When it comes to buying a used car, it's important to test a variety of factors to make sure that you're not getting a lemon, and that you're not paying too much for a car that's not worth it. To help you out, our used-car experts have prepared a list of some of their top tips for buying a used car - find out how you can avoid making a purchase that you'll regret!

Safety

Checking the overall safety level of any car before you even commit to seeing it is an important step - there's safety information online for every single make, model and production year, so you'll be able to find out whether the car you're considering has safety features like stability control, ABS, and airbags.
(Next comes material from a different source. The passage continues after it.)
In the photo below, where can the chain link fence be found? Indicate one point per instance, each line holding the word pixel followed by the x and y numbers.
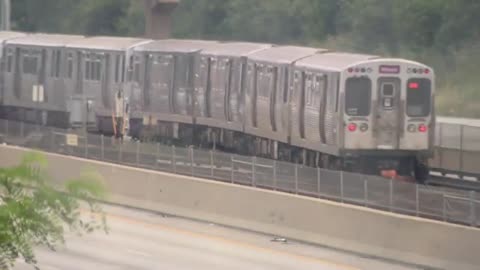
pixel 461 207
pixel 457 149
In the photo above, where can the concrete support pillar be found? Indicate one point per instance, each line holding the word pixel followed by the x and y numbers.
pixel 158 15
Once you see the car in real life, you can look for other factors that will influence safety: check the tread of the tires, and make sure that they're evenly worn down since uneven wear can indicate a steering or suspension problem. Remember to also check under the bonnet to make sure there's no corrosion or oil leakage throughout the coolant, radiator cooling fans, and the battery.

Fuel economy, running costs & insurance

It's important to look not only at the price that you'll be paying for a used car, but the other factors that will dictate how much you end up paying over the course of owning and driving the car. Firstly, check the estimated annual fuel costs for the car online, and keep in mind that real world consumption is normally up to 25 per cent higher than the factory testing levels. You can also check the service interval for the car - six months versus a year could make a huge difference in overall costs.

Getting insurance quotes for any car before you buy is also a good idea that will help you to get a better understanding of the costs your car will be incurring over the year.

Test driving the car

It's best to take every car you're considering to buy out for a test drive on quiet roads, taking your time so you can get a fuller picture before purchase. It's important that you make sure the engine runs smoothly across a range of speeds, both on hills and the flat, and that gears change smoothly as well. Listen for mechanical noises you don't recognise - even a quiet rattle is a cause for caution - and check the brakes to make sure they're firm and don't make the car pull to one side.

Other factors that are important to check during a test drive are the car's overall and rear visibility, temperature throughout the drive, whether smoke comes out of the exhaust at all, and the amount of play that the steering wheel has - if it's more than five centimetres, there may be an issue.

Remember most good dealers avoid problem vehicles because no-one wants an unhappy customer. Ask the dealer for his opinion as they know exactly what to look for and it's really not in the dealers interest to sell you something that is going to be a problem.